We also experienced the same Elusive Embrace in our private lesson with our very young Tango teachers here. One dance with each one of them and we were in Heaven… and truly determined to find this embrace for ourselves.
More about “The Elusive Embrace”. The best way we’ve been able to describe it is this way: A leader with The Elusive Embrace feels soft and light, but is very strong, is very present, takes care of the follower completely, and leads gently, but with 100% intention. A follower with The Elusive Embrace also feels soft and light, is very present, is always right “there” never anticipating the next step, and has a soft strength in her core. The Elusive Embrace is pure Tango Heaven.
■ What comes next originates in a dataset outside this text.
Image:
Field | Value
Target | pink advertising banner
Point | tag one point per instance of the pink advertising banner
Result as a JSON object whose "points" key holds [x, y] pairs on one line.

In Toronto, Jorge (and also K at times) have been told that everyone in BA would call us out on our dance background. We were warned that our posture would be slightly criticized for being so straight (hmm… like Todaro?!) and being “ballroom-like” (we have been criticized in Toronto for our posture… as well as complimented). We are happy to report that Jorge is being told over and over again by locals at different milongas that his posture is really good. Not one single person has asked us if we have a background in dancing or ballroom especially. We are truly happy about this because we were slightly worried that something was “wrong” with our posture. Our private lessons here also confirmed that our posture is good – only that we need to relax the tension in our arms and shoulders, keep our cores activated and strong (but soft tummies!), and continue to be soft in our leading/following.
Overall Comparisons Between Hometown and BA Tango
Truth: No one owns Tango. Truth: We, in particular, do not own Tango. Truth: Tango comes from this city – the city of Buenos Aires (no need to nit-pick and bring up Uruguay). We are currently in this city and we have danced at (only) six different milongas. Here is what we are observing so far:
1) American/Alternative version of Tango do not exist here, except by foreigners and young dancers who like dancing at places like La Viruta (a post will follow soon on our thoughts at viewing the dance floor at La Viruta)
2) Nuevo Tango is either not being danced at all in the traditional milongas or it is being danced by one or two couples in the middle of the floor (while the older locals look on in disgust)
3) SOS musicality does not exist in the traditional milongas
4) Local dancers who have been dancing for years respect the dance. Even the younger locals who have obviously been attempting to truly learn Tango are respecting the dance. What this means is that dancers are not trying to create their own personal version of Tango (which is seen over and over again in North America). They all dance ARGENTINE TANGO. They dance musically, they dance for themselves, all to the best of their ability.
We have only been here for 2.5 weeks and we are baffled by the amount of dancers in our own tango community who have been to Buenos Aires and return home only to continue dancing the way they do. They have witnessed how Tango is danced here. Did they not take in anything while they were here? Or was their goal simply to come here and watch how other foreigners dance and then pick and choose what they wanted to take from their observations? That said, after having spent a night at Canning followed by La Viruta where the floors are packed with foreigners, we have a better understanding (since so many foreigners spend their time dancing only at these places).